There are 340,282,366,920,938,463,463,374,607,431,768,211,456 addresses in the IPv6 space. There are 4,294,967,296 addresses in the IPv4 space. A standard single user allocation of IPv6 addresses includes enough addresses for each user to run their own IPv4 space.

As a result, it becomes impractical to run full scans of the entire space. Assuming it took you 1 nanosecond to scan each address (or detect that it didn't exist), it would take you 10,790,283,070,806,013,952 millenia to scan the full range. Multiply by 1000 for the number of years.

However, most of the interesting ones are likely to be in predictable clumps. For example, a given company may choose to assign devices within their IPv4 size range, in which case it would be possible to scan through that if you can find the appropriate prefix to look at - it might be published in a DNS record for a web or email server. It might be included in the headers of emails from the company. In those cases, you can scan and potentially get useful information.

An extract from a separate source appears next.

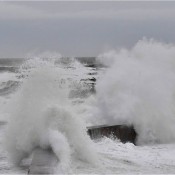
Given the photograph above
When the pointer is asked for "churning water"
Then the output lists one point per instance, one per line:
(49, 102)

The general idea with IPv6 was that end-users never need to look at it. They should be able to make a request for a specific device - "the lightbulb in the living room", say - and the local equivalent of a DNS server supplies the correct address. Currently, this isn't quite the case. However, if this did become the case, you'd better hope that the DNS equivalent systems are secure, else they'll publish all your device details to the world, and if any of them leak, you can bet someone will be trying to spot the data.